New cluster computer at the Albert Einstein Institute makes black holes calculable
A centre of excellence for scientific computing is being established in Potsdam-Golm
Almost 100 years after Albert Einstein developed the theory of relativity, our knowledge of gravitational physics has grown rapidly. Einstein, for example, had strong reservations about the existence of black holes. Today we are certain that they exist. This certainty regarding black holes is due, inter alia, to advances in computer research. Ever faster computers today enable scientists to test complex concepts and theories of gravitational physicists by simulating realistic astrophysical systems and visualizing them three-dimensionally.
But fast is sometimes not fast enough. At the Max Planck Institute for Gravitational Physics (Albert Einstein Institute, AEI) in Golm, an international centre of relativity theory, some of the leading minds in gravitational physics are to be found. Research there has entered into a dimension that exceeds the capacity of the high-performance SGI CRAY Origin 2000 computer. As a transitional measure, computation runs have therefore been carried out at international high performance computing centres, such as the NCSA in the USA. However, since this is associated with a high level of processing expenses, AEI has now procured a high-performance Linux computer cluster with approximately 20 times the power of the CRAY.
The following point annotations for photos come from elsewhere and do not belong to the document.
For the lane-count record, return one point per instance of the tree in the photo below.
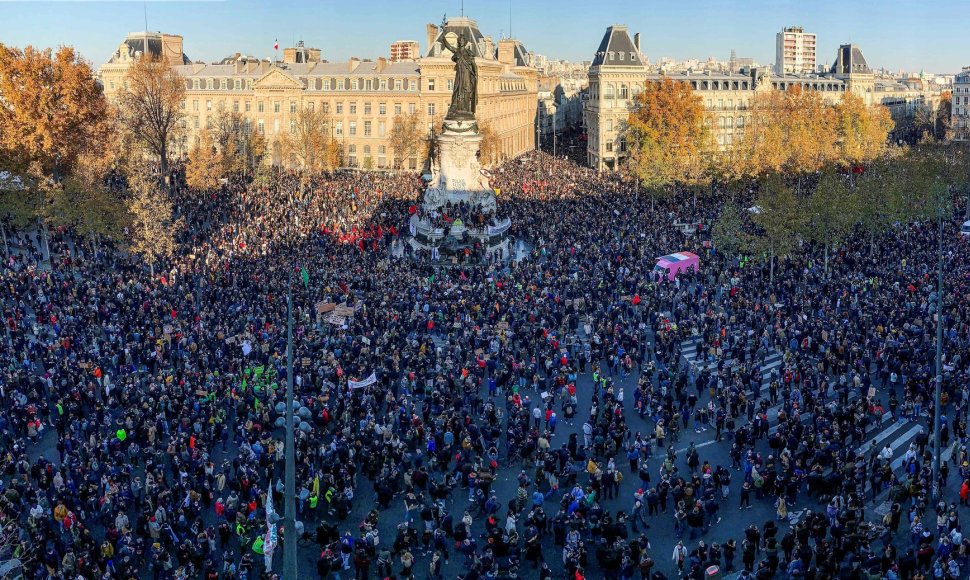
(830, 213)
(728, 234)
(204, 169)
(52, 111)
(310, 142)
(862, 132)
(666, 134)
(778, 214)
(490, 149)
(150, 107)
(153, 227)
(407, 138)
(791, 132)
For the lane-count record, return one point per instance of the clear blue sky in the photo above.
(897, 34)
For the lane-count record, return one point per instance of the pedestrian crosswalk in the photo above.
(693, 357)
(897, 433)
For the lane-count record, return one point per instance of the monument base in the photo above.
(458, 213)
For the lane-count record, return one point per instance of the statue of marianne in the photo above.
(464, 96)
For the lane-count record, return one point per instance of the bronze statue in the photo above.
(464, 96)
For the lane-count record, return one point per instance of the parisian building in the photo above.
(405, 50)
(619, 72)
(794, 51)
(960, 112)
(361, 97)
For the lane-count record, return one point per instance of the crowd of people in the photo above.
(487, 419)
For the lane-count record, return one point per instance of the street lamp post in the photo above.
(939, 351)
(289, 501)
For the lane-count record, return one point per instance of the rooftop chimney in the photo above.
(432, 35)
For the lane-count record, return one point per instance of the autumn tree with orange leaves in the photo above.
(150, 107)
(666, 134)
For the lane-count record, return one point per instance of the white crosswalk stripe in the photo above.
(898, 434)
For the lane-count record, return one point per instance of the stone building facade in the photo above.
(361, 97)
(618, 73)
(960, 112)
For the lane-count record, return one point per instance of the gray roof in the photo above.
(145, 43)
(460, 25)
(313, 69)
(617, 49)
(849, 60)
(520, 53)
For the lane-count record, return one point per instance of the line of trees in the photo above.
(820, 171)
(60, 140)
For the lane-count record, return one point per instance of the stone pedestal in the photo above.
(459, 176)
(456, 177)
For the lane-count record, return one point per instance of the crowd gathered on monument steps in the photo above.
(571, 413)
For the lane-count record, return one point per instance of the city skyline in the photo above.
(568, 30)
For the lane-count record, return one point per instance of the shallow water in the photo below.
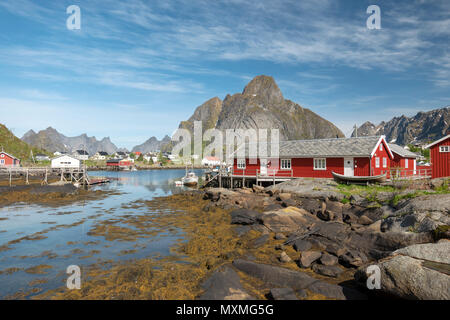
(60, 236)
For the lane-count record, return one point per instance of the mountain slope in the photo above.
(262, 106)
(424, 127)
(151, 145)
(14, 146)
(51, 140)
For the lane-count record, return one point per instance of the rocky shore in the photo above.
(324, 237)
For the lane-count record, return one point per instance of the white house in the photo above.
(81, 155)
(66, 161)
(101, 155)
(211, 161)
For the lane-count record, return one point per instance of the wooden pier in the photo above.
(231, 179)
(75, 176)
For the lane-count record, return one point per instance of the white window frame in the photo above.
(241, 163)
(320, 163)
(285, 164)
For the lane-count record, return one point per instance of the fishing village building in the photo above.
(362, 156)
(8, 160)
(440, 157)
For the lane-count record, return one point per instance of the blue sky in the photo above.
(137, 68)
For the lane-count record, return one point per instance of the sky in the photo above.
(136, 68)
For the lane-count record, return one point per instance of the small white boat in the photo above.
(190, 179)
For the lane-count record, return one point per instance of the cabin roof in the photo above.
(336, 147)
(438, 141)
(9, 155)
(402, 151)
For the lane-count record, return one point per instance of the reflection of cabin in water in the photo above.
(118, 164)
(66, 162)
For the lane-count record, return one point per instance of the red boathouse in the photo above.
(440, 157)
(7, 160)
(362, 156)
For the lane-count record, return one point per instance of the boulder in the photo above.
(328, 271)
(244, 216)
(224, 284)
(352, 259)
(282, 294)
(325, 215)
(302, 245)
(288, 220)
(284, 258)
(328, 259)
(308, 257)
(283, 196)
(416, 272)
(298, 281)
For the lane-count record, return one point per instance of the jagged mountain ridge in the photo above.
(51, 140)
(424, 127)
(261, 105)
(152, 145)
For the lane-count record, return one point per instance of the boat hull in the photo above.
(359, 180)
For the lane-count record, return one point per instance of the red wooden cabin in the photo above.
(440, 157)
(7, 160)
(362, 156)
(404, 163)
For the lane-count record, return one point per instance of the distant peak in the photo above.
(263, 86)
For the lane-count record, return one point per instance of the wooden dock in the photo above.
(78, 176)
(230, 179)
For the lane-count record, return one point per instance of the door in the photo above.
(263, 167)
(349, 168)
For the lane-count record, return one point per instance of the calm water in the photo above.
(71, 245)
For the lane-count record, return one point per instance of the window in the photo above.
(320, 164)
(241, 163)
(285, 164)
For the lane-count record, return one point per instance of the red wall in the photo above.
(440, 161)
(8, 160)
(362, 167)
(381, 154)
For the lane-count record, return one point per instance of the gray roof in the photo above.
(402, 151)
(336, 147)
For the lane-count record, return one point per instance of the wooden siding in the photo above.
(440, 161)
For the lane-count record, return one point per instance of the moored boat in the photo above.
(359, 180)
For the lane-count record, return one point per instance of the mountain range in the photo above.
(52, 141)
(152, 145)
(261, 105)
(422, 128)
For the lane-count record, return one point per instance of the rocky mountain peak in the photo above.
(265, 87)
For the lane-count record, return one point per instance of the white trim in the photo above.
(382, 138)
(442, 149)
(281, 164)
(319, 168)
(239, 164)
(438, 141)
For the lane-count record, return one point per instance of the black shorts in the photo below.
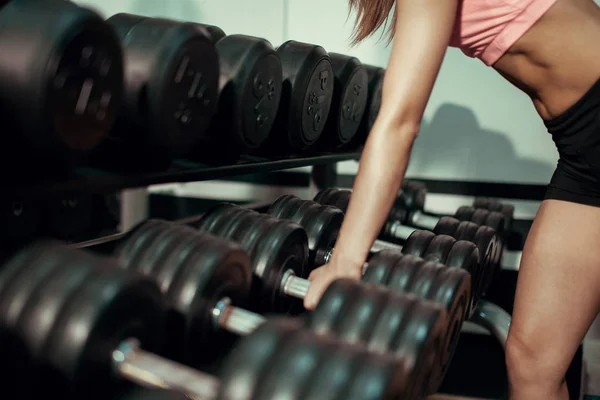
(576, 134)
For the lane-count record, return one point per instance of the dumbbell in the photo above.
(74, 325)
(349, 102)
(448, 286)
(20, 218)
(204, 277)
(171, 87)
(413, 195)
(68, 216)
(308, 82)
(61, 80)
(250, 87)
(322, 225)
(375, 77)
(466, 226)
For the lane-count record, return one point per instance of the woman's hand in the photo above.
(323, 276)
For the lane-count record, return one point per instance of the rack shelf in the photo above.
(92, 180)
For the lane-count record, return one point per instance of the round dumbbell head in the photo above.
(194, 271)
(375, 87)
(305, 105)
(20, 218)
(72, 309)
(493, 219)
(69, 216)
(350, 92)
(414, 194)
(171, 80)
(215, 32)
(339, 198)
(449, 287)
(506, 210)
(275, 247)
(386, 322)
(447, 250)
(281, 359)
(418, 242)
(63, 82)
(490, 251)
(446, 226)
(321, 223)
(250, 91)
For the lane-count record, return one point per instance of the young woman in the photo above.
(549, 49)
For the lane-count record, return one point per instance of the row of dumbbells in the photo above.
(166, 90)
(74, 323)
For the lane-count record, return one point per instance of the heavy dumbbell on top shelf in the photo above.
(61, 80)
(375, 78)
(249, 93)
(466, 226)
(74, 324)
(171, 88)
(349, 102)
(413, 195)
(205, 279)
(308, 81)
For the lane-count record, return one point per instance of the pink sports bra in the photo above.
(486, 29)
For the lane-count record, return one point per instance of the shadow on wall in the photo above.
(184, 10)
(454, 144)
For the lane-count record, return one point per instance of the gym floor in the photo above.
(591, 381)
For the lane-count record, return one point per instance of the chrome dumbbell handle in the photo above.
(149, 370)
(235, 319)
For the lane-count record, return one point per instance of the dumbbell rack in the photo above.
(100, 181)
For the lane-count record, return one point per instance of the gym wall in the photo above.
(476, 128)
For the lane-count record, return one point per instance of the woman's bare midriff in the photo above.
(558, 59)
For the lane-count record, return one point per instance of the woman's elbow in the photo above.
(396, 126)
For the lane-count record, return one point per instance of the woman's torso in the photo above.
(555, 61)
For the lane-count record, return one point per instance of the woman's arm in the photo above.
(423, 29)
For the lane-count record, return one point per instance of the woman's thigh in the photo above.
(558, 290)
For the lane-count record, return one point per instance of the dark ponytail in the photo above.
(370, 16)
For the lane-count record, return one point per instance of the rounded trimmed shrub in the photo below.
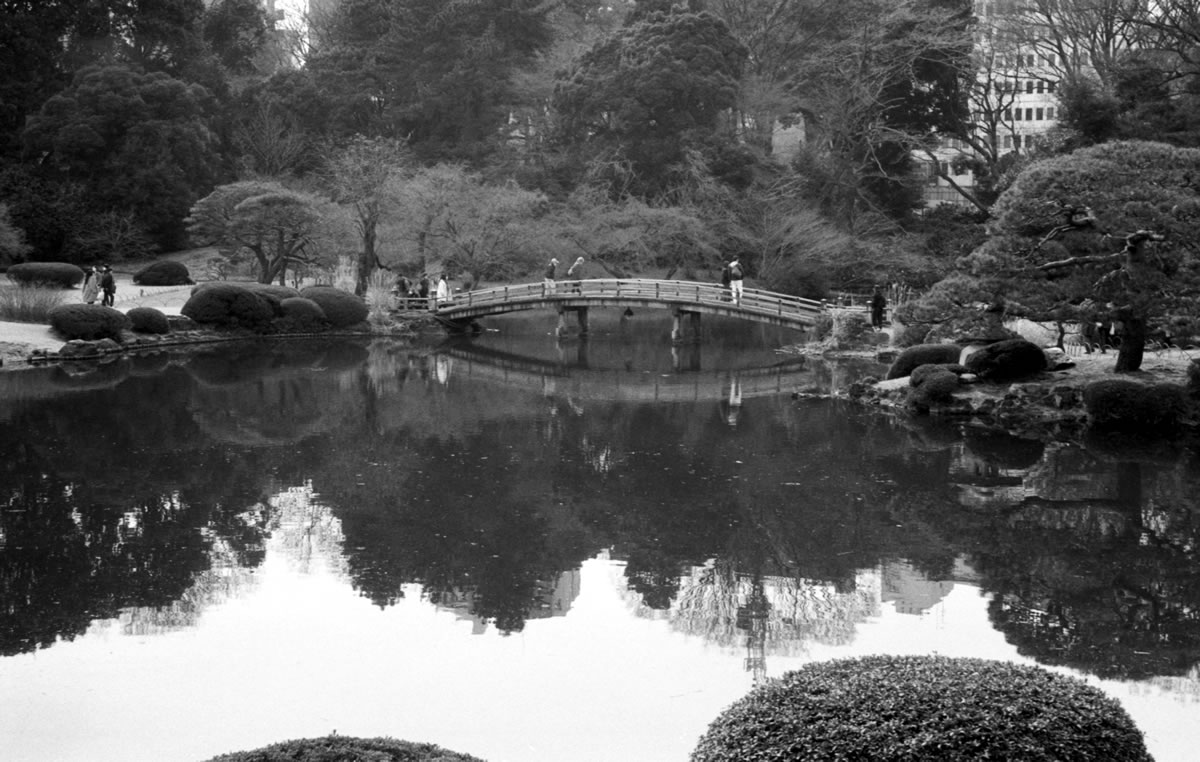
(88, 322)
(347, 749)
(229, 305)
(60, 274)
(163, 273)
(342, 309)
(298, 313)
(1123, 403)
(937, 385)
(148, 321)
(274, 294)
(891, 708)
(1007, 360)
(923, 354)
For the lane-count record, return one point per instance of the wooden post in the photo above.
(561, 330)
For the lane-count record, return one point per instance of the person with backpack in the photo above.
(108, 286)
(736, 285)
(90, 286)
(575, 273)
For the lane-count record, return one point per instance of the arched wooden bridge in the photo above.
(681, 297)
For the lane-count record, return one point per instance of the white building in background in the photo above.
(1021, 85)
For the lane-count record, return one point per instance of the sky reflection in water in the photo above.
(615, 539)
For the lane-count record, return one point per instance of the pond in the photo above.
(531, 550)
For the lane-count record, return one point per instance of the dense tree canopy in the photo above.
(649, 91)
(131, 141)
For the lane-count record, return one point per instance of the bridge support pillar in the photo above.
(677, 325)
(581, 317)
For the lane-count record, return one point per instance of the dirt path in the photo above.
(18, 340)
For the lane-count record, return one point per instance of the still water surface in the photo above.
(531, 550)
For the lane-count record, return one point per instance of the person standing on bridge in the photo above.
(443, 293)
(549, 280)
(736, 285)
(879, 306)
(576, 274)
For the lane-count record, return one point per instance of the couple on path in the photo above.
(96, 282)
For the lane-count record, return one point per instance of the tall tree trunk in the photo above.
(1133, 346)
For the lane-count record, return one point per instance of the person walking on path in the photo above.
(736, 285)
(576, 274)
(90, 286)
(549, 279)
(108, 286)
(443, 293)
(879, 306)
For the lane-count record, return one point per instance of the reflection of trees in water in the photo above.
(490, 495)
(226, 579)
(712, 600)
(1095, 564)
(306, 531)
(112, 502)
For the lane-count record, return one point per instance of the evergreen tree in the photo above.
(1107, 233)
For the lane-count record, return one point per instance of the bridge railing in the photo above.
(639, 289)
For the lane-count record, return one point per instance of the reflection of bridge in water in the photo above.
(689, 383)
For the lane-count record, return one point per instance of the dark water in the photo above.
(534, 550)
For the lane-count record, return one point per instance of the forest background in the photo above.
(483, 137)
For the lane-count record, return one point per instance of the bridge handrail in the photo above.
(649, 289)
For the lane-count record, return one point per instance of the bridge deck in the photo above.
(689, 297)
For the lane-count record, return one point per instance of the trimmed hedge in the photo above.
(939, 384)
(229, 305)
(341, 309)
(165, 273)
(61, 274)
(1122, 403)
(923, 354)
(301, 315)
(891, 708)
(1007, 360)
(274, 294)
(88, 322)
(347, 749)
(148, 321)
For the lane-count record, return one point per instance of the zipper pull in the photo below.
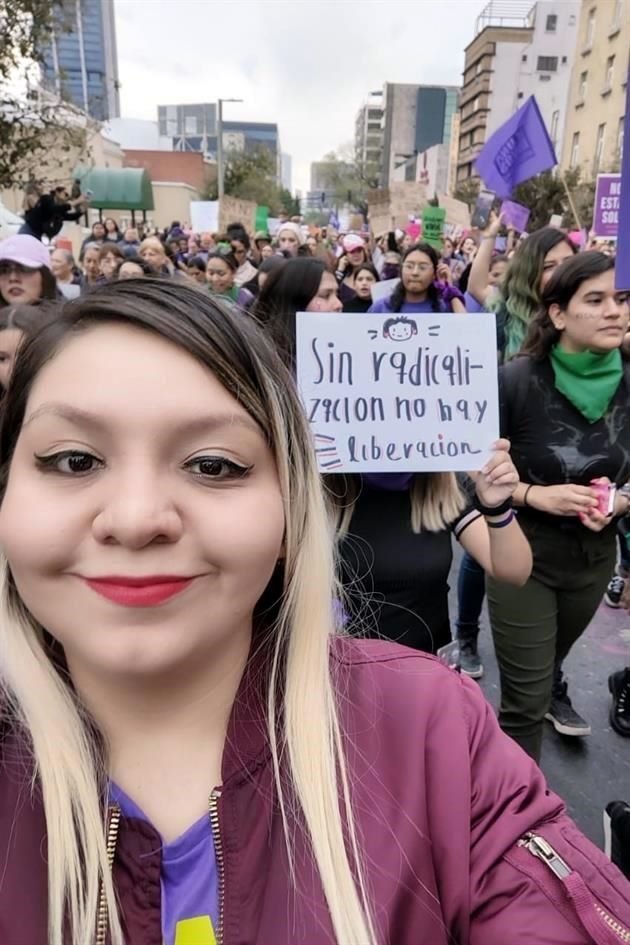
(539, 847)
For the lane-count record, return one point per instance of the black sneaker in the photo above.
(619, 686)
(617, 835)
(614, 591)
(469, 661)
(563, 716)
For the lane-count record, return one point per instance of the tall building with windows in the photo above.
(595, 118)
(368, 134)
(194, 128)
(518, 50)
(81, 60)
(419, 122)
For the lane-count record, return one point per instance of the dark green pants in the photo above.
(535, 626)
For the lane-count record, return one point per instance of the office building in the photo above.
(81, 62)
(518, 50)
(418, 125)
(368, 134)
(194, 128)
(594, 128)
(286, 166)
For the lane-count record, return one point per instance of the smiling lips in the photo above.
(139, 592)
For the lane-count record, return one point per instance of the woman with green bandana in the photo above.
(565, 406)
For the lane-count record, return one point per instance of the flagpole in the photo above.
(571, 204)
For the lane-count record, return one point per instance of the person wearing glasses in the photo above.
(419, 290)
(241, 247)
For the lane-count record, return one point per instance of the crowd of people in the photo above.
(157, 475)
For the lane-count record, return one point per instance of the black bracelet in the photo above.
(504, 521)
(489, 510)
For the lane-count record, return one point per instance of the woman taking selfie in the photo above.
(565, 410)
(189, 750)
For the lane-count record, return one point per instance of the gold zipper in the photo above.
(539, 847)
(218, 852)
(113, 826)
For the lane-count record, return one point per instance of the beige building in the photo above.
(594, 128)
(520, 49)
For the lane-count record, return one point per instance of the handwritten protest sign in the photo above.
(432, 225)
(399, 393)
(204, 215)
(606, 208)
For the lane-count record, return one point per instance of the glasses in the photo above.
(6, 268)
(417, 267)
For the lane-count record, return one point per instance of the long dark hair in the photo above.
(562, 286)
(399, 294)
(287, 290)
(520, 295)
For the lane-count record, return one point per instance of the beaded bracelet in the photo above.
(503, 522)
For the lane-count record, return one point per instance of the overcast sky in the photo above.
(306, 64)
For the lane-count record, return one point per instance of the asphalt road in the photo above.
(586, 772)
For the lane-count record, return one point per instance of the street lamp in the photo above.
(220, 141)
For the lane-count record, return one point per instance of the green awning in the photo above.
(117, 188)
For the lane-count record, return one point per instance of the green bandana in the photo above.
(588, 380)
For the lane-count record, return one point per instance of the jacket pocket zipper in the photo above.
(218, 852)
(540, 848)
(111, 839)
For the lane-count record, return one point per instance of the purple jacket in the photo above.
(442, 799)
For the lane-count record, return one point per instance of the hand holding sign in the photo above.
(498, 479)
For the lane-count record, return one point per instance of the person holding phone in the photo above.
(564, 406)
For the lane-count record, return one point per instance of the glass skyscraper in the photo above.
(81, 62)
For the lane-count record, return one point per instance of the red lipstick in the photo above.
(147, 591)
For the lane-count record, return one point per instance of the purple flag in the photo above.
(518, 150)
(622, 267)
(515, 214)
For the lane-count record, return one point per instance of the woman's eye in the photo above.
(69, 462)
(217, 468)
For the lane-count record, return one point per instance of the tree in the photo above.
(546, 194)
(252, 175)
(31, 120)
(345, 179)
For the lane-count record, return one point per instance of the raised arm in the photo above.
(478, 285)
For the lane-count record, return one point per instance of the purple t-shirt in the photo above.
(189, 878)
(382, 307)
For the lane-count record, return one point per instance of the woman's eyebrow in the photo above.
(84, 418)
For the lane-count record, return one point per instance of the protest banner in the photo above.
(606, 207)
(380, 223)
(518, 150)
(622, 269)
(232, 210)
(515, 215)
(383, 289)
(457, 212)
(260, 221)
(399, 393)
(433, 225)
(204, 216)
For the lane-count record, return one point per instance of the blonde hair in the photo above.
(68, 760)
(436, 501)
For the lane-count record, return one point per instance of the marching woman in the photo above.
(26, 275)
(419, 291)
(515, 298)
(190, 752)
(395, 531)
(565, 410)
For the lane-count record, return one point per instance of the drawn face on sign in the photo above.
(399, 329)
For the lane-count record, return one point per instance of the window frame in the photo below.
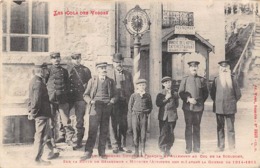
(30, 36)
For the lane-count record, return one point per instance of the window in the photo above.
(25, 27)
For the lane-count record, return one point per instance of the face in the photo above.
(56, 60)
(102, 70)
(194, 69)
(76, 61)
(167, 84)
(141, 86)
(224, 69)
(117, 65)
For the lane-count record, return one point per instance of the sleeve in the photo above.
(35, 104)
(236, 89)
(182, 93)
(160, 100)
(86, 95)
(213, 90)
(114, 95)
(205, 91)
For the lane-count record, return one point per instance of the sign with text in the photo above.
(184, 30)
(181, 44)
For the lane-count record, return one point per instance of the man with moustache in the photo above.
(40, 111)
(79, 76)
(194, 92)
(57, 85)
(225, 93)
(100, 96)
(124, 88)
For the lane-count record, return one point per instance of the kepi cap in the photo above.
(76, 55)
(54, 54)
(117, 57)
(192, 63)
(224, 63)
(140, 81)
(166, 78)
(100, 64)
(43, 65)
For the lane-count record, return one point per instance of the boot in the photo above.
(143, 153)
(136, 154)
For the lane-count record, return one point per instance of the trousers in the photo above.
(98, 119)
(230, 120)
(192, 130)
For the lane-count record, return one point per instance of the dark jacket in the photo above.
(57, 84)
(91, 91)
(194, 87)
(78, 79)
(167, 108)
(127, 86)
(38, 105)
(225, 99)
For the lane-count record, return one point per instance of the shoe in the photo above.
(53, 156)
(43, 162)
(103, 156)
(116, 150)
(60, 140)
(188, 151)
(86, 156)
(135, 155)
(220, 150)
(77, 146)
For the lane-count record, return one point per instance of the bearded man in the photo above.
(225, 93)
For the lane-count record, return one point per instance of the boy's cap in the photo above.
(100, 64)
(224, 63)
(166, 78)
(54, 54)
(192, 63)
(140, 81)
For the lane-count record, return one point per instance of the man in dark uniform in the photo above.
(167, 101)
(225, 93)
(100, 96)
(124, 87)
(57, 85)
(40, 111)
(194, 92)
(79, 76)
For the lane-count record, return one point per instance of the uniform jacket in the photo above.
(225, 99)
(91, 91)
(167, 108)
(128, 86)
(38, 105)
(57, 84)
(194, 87)
(77, 81)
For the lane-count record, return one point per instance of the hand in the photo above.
(192, 100)
(168, 96)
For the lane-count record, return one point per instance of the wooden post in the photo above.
(155, 62)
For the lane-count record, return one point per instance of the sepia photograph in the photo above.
(127, 83)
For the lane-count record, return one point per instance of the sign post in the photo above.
(137, 23)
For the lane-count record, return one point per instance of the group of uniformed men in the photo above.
(54, 91)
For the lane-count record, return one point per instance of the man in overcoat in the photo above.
(100, 96)
(79, 76)
(225, 93)
(194, 92)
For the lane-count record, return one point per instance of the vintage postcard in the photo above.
(104, 83)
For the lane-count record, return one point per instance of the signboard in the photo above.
(173, 18)
(184, 30)
(181, 44)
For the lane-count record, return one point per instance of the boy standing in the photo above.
(167, 101)
(140, 106)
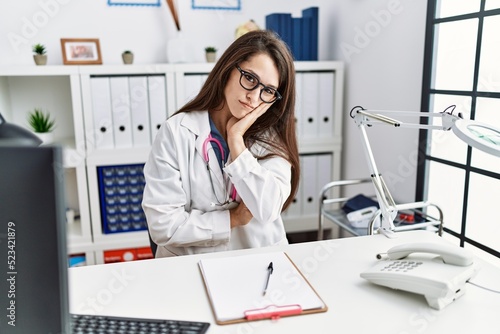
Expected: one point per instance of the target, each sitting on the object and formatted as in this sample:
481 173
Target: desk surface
172 288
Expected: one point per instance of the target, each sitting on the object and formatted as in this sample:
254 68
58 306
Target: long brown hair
281 114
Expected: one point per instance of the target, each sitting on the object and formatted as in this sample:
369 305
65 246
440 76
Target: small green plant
39 49
40 122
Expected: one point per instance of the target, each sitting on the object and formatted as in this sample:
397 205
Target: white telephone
440 279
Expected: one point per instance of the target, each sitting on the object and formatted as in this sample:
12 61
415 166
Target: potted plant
40 54
128 57
42 125
210 53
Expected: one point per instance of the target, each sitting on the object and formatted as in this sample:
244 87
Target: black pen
269 272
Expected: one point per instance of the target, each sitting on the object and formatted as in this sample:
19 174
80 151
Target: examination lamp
11 133
478 135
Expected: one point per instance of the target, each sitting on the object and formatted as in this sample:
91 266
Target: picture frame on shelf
81 51
216 4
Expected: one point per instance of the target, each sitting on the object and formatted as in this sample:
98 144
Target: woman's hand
240 215
236 128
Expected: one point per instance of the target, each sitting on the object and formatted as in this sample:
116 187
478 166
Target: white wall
381 42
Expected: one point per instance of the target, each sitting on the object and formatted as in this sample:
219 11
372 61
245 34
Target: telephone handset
450 254
440 279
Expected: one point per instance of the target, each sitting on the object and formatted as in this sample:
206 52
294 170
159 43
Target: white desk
173 288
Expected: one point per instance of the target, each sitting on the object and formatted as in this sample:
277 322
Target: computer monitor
33 283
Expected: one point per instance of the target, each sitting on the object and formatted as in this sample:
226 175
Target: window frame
428 92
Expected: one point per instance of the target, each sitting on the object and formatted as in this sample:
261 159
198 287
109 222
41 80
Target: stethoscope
206 145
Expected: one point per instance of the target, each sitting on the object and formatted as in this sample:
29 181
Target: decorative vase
210 57
46 137
40 59
128 58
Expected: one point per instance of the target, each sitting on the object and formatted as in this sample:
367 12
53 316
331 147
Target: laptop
33 256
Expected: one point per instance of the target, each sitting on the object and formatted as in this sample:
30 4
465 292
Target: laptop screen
33 283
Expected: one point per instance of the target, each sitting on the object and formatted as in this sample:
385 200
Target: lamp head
482 136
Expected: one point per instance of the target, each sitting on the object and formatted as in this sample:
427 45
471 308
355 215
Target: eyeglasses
250 82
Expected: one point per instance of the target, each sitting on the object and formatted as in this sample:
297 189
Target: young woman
224 167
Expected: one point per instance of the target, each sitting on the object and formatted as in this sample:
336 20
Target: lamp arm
364 118
385 200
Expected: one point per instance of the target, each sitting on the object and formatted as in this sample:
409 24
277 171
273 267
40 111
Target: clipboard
235 286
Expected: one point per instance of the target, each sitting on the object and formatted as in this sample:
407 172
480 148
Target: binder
326 107
310 192
310 104
297 38
139 109
299 110
312 14
192 86
120 105
325 169
235 286
157 103
101 112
“We are happy to now be able to test our theories and models, e.g. concerning astrophysical events, such as the merging of two black holes, directly at the Institute and thus to work faster and more effectively,” stated Prof. Bernard Schutz, Managing Director of the AEI. “We are also thereby making a decisive contribution to the progress of international large-scale projects such as GEO600 (earth-bound gravitational wave detector) or LISA (gravitational wave measurement in space).”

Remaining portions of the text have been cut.